Crítica 'La caza'

Otras cazas, nuevas brujas

La caza. Drama, Dinamarca, 2012, 115 min. Dirección: Thomas Vinterberg. Guión: Tobias Lindholm, Thomas Vinterberg. Fotografía: Charlotte Bruus Christensen. Música: Nikolas Egelund. Intérpretes: Mads Mikkelsen, Thomas Bo Larsen, Annika Wedderkopp, Susse Wold.

Si se combinaran The Children's Hour de Lillian Hellman -llevada al cine dos veces por Wyler como Esos tres y La calumnia-, La letra escarlata de Nathaniel Hawtorne y Las brujas de Salem de Miller se obtendría algo parecido al guión de esta película. Trata de como una mentira, dicha por labios inocentes y creída por una comunidad sugestionada, puede destruir una vida. Trata de las modernas formas que adopta el puritanismo en sociedades que creen haberlo dejado atrás. Trata de la denuncia que convierte al denunciado en reo sin que medie un juicio. Trata de una colectividad normal transfigurada en monstruosa al unirse como manada. Trata de un buen hombre que rehace su vida tras un divorcio, que quiere reconquistar el afecto de su hijo, que es apreciado como maestro por sus alumnos y sus padres, que se integra como un buen vecino más en una comunidad civilizada y encantadora (eso sí: con una pinta un poco vikinga y bestia desde el principio). Hasta que una niña le acusa de pederastia. Desde ese momento, sin prueba alguna en su contra, se desata la caza del inocente.

Vinterberg es un realizador inteligente que abandonó Dogma -la engañosa pero hábil franquicia que volvió a situar el cine nórdico en primera línea mundial- tras ser uno de sus fundadores (aunque, desgraciadamente, olvidó recuperar el trípode para la cámara). Aquí afronta con valor un tema tabú en la sociedad actual: ¿qué sucede cuando un niño lanza una falsa acusación de pederastia? El delito es tan odioso, su proliferación a través de las redes sociales es tan alarmante y la inocencia profanada causa tal repugnancia, que arrojar siquiera una sombra sobre la veracidad de la acusación causa un hondo malestar. Sucede con esto como en el caso de las mujeres maltratadas: un drama tan grave que las denuncias falsas, además de ser siempre menores con relación a las auténticas, se acallan o desacreditan como una forma de negacionismo del mal mayor de la violencia de género.
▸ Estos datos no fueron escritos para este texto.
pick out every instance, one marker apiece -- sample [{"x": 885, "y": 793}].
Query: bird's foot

Con valor Vinterberg cambia los roles de víctima y verdugo. Y con lucidez no condena al pequeño verdugo, más bien víctima de circunstancias que le impulsan a creerse sus mentiras sin distinguir entre lo imaginado y lo vivido. Como tampoco condena sumariamente a la colectividad que, horrorizada por la culpa denunciada, lincha por acción u omisión a quien cree culpable. Eso sí: los juzga representando su propensión a dar crédito a lo peor sin prueba alguna, como si el mal se impusiera por sí mismo sin necesidad de ser demostrado. Hay juicio moral sobre las actitudes de linchamiento (porque desde Dies irae de Dreyer a esta película, en la que no falta el pastor con hábito negro y gola, parece que los muy civilizados daneses tienen una cierta propensión a ver brujas o pederastas donde no los hay). Pero no maniqueísmo.
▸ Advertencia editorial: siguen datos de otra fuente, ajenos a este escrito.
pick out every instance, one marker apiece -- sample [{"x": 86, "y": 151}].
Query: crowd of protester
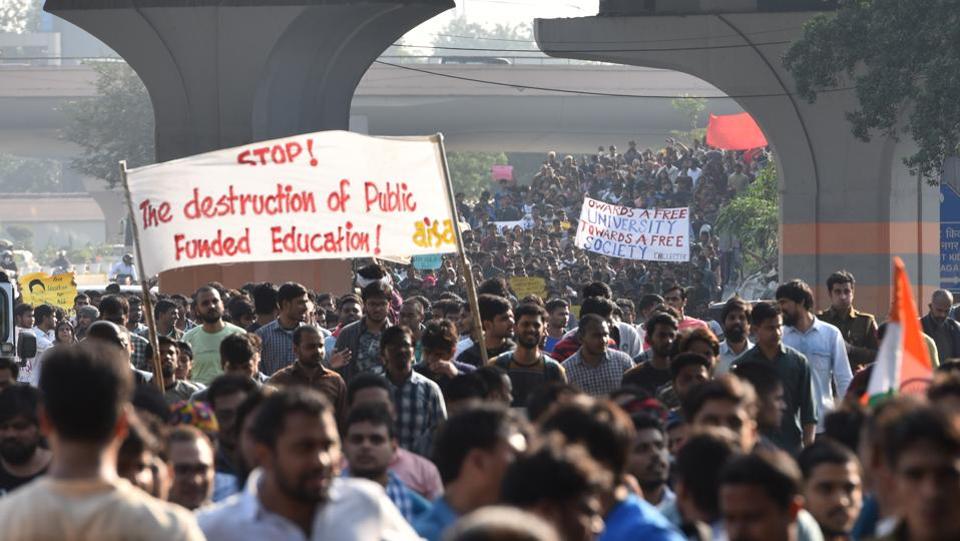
[
  {"x": 293, "y": 414},
  {"x": 548, "y": 209}
]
El estilo elaboradamente simplificado y las portentosas interpretaciones de Mads Mikkelsen -ese gran actor con aire de Jack Palance dulcificado y promiscua filmografía- y Susse Wold (la directora de la guardería) dan veracidad a las imágenes y desgarro al personaje, cuya exclusión se llega a sentir como en carne propia. Porque se trata de una película que suscita poderosas sensaciones físicas. Sólo dos reparos, el final más confuso que abierto y una pregunta que nunca ha dejado de intrigarme: ¿por qué quienes según las estadísticas tienen una mayor calidad de vida, cuando escriben y ruedan reflejan una realidad tan oscura? El secreto nórdico.